The Guardian reports May 29 that women are being officially denied the vote in "the most socially conservative regions" of Pakistan, where local elections were held over the weekend. In races for district and village council seats in Hangu and Malakand districts of Khyber Pakhtunkhwa (KP) province, deals have been struck with village elders barring women from voting—and not for the first time. In a parliamentary by-election in KP's Lower Dir district earlier in May, none of the eligible 50,000 women in the constituency turned out to vote. Reporta said mosques broadcast warnings to women, and polling stations were guarded by "baton-wielding men" who blocked the few women who did show up to vote. A court in Peshawar threw out a petition brought by 12 women from Lower Dir who demanded the election be re-run. The case was dismissed in just 15 minutes. Siraj-ul-Haq, leader of the Jamaat-e-Islami party, argued that the women of Lower Dir had chosen to respect local traditions by not voting. Jamaat-e-Islami governs KP in coalition with the Pakistan Tehreek-e-Insaf (PTI), led by the former cricket star Imran Khan.
It gets better. At a press conference in Islamabad May 30, Maulana Fazlur Rehman, leader of the Jamiat Ulema-e-Islami Fazl (JUI-F), called upon Pakistan's armed forces to launch a nationwide military operation…against women wearing jeans. Just to make it better still, this learned mullah said that the immodesty of women is the cause behind earthquakes, inflation and other disasters.

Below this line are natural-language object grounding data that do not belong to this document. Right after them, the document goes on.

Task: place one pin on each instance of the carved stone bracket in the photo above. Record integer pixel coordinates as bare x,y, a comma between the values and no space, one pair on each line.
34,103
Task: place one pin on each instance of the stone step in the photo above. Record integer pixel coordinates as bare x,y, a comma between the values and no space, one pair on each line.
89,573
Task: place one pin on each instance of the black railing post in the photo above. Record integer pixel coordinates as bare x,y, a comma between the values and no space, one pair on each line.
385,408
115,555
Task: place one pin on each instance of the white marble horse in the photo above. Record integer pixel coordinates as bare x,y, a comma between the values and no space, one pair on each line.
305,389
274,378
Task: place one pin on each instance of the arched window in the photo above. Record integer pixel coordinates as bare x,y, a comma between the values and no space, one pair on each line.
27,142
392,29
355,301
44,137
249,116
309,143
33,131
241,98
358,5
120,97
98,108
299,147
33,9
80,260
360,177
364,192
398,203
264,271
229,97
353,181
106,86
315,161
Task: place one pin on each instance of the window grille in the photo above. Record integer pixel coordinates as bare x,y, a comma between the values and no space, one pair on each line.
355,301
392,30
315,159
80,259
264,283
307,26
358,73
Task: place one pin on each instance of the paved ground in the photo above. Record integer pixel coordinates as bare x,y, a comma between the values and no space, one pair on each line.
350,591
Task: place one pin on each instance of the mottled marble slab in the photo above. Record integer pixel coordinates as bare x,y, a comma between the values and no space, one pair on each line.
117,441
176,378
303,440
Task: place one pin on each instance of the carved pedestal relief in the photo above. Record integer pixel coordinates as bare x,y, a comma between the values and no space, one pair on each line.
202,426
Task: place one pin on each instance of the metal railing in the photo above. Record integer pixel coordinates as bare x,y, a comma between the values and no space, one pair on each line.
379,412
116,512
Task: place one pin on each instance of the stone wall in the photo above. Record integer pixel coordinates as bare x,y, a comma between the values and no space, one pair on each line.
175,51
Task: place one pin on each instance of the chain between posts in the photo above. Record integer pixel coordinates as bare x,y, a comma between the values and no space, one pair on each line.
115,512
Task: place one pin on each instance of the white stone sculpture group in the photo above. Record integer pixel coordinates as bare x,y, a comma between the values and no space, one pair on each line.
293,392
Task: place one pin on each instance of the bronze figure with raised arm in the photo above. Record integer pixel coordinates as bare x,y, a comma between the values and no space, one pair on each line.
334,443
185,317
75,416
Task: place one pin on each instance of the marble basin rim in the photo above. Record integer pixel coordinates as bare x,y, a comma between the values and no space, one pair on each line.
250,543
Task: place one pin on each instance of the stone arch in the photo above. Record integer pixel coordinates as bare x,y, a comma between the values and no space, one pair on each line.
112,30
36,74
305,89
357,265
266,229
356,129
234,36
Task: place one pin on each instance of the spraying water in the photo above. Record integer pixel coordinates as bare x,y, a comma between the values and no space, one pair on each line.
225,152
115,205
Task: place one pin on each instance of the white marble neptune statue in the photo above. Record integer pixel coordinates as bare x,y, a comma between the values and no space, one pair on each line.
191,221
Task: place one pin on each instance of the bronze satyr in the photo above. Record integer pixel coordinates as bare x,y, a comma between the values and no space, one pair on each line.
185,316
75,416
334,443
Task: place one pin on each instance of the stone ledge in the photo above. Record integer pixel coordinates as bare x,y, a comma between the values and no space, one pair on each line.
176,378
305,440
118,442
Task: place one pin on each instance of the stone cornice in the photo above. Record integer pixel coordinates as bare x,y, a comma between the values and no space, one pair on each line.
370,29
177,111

He asserted that a woman who is not covered like a "sack of flour" is a "mobile weapon of mass destruction," and that Pakistan has multitudes of such metaphorical "nuclear missiles" in all its major cities. (New Indian Express, May 30)
The Press Trust of India noted May 30 that the US has provided Pakistan with over $30 billion in aid since 9-11, in the ironic guise of fighting the Taliban. Where women's rights and dignity are concerned, fighting the Taliban appears to mean giving them everything they want.